WE DRAGGED THE AIRPLANE, all limp-winged, into the lee of a corrugated tin hangar, and barnstorming came to a sudden halt. The Great American Flying Circus was out of business again.

Not counting the bent struts and broken landing gear fitting, two other gear fittings had begun to tear away, a brake arm had been ripped off, the top of the cowl was bent, the right shock absorbers were broken, the left aileron fittings were twisted so that the control stick was jammed hard.

But the hangar next to us was owned by one Stan Gerlach, and this was a very special kind of miracle. Stan Gerlach had been owning and flying airplanes since 1932, and he kept spare bits and pieces of every plane he’d owned since then.
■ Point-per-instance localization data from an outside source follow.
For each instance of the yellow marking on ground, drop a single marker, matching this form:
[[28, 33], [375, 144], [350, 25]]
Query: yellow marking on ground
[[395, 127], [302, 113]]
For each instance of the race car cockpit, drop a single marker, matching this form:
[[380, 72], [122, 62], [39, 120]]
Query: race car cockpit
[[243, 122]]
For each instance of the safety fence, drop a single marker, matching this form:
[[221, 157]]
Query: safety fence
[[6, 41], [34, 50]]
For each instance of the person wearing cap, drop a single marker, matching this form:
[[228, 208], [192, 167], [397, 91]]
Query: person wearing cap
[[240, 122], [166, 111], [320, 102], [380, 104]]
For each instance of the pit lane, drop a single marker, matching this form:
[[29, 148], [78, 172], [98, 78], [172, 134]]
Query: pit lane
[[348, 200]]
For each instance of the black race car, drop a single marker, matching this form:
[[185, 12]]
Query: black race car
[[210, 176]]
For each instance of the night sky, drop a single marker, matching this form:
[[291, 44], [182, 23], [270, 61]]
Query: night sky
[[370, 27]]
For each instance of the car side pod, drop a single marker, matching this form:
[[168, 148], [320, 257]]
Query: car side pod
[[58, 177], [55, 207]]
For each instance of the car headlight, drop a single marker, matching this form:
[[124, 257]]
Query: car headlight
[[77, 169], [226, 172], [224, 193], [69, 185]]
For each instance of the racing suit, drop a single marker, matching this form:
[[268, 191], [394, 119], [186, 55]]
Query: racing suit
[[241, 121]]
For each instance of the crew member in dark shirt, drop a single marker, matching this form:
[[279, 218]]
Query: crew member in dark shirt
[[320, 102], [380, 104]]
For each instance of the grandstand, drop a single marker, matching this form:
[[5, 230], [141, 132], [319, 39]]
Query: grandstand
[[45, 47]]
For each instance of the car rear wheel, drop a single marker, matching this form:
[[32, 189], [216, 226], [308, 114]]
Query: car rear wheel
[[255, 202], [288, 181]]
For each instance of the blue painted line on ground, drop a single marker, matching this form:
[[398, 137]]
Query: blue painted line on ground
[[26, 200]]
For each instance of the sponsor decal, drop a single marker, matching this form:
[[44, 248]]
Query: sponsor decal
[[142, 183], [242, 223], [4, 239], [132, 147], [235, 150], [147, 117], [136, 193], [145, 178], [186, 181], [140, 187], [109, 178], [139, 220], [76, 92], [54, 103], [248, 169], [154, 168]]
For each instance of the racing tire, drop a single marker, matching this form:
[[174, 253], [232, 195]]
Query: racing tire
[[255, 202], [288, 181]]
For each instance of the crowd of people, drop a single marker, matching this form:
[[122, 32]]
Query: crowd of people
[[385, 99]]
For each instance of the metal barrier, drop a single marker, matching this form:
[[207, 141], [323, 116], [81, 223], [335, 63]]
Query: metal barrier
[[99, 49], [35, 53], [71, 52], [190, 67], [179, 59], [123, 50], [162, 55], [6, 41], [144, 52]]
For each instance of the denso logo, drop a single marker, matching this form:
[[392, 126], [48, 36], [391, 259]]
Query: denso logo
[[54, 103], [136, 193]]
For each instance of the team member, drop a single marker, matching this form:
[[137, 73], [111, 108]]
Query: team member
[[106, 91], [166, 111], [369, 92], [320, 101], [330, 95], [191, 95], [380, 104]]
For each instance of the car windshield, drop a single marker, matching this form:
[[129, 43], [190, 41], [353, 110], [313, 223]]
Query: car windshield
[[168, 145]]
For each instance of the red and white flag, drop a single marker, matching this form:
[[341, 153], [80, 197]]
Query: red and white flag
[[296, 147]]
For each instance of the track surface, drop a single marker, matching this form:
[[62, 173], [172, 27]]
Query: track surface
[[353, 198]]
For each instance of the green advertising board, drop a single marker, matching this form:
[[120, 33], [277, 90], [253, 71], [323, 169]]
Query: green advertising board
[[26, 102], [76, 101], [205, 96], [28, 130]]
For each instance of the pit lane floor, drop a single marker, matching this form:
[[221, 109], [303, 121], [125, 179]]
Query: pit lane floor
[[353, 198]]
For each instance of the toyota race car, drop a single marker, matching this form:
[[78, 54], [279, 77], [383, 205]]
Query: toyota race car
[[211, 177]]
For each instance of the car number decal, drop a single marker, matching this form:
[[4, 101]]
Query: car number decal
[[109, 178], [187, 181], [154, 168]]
“Look, you guys,” he said that afternoon, “I got three hangars here, and in this one I think I got some old struts off a Travelair I used to have. You’re free to take anything you find in here can get you flying again.”

He lifted a wide tin door. “Over here are the struts, and some wheels and junk …” He banged and screeched his way into a waist-high stack of metal, pulling out old welded airplane parts. “This might do for something … and this …”

Struts were our biggest problem, since it would take weeks to send out for streamlined steel tubing and make up new pieces for the biplane. And the blue-painted steel that he piled on the floor looked almost like what we were looking for. On impulse I took one and measured it against the good interplane strut at the right wing of the Parks. It was a sixteenth of an inch longer.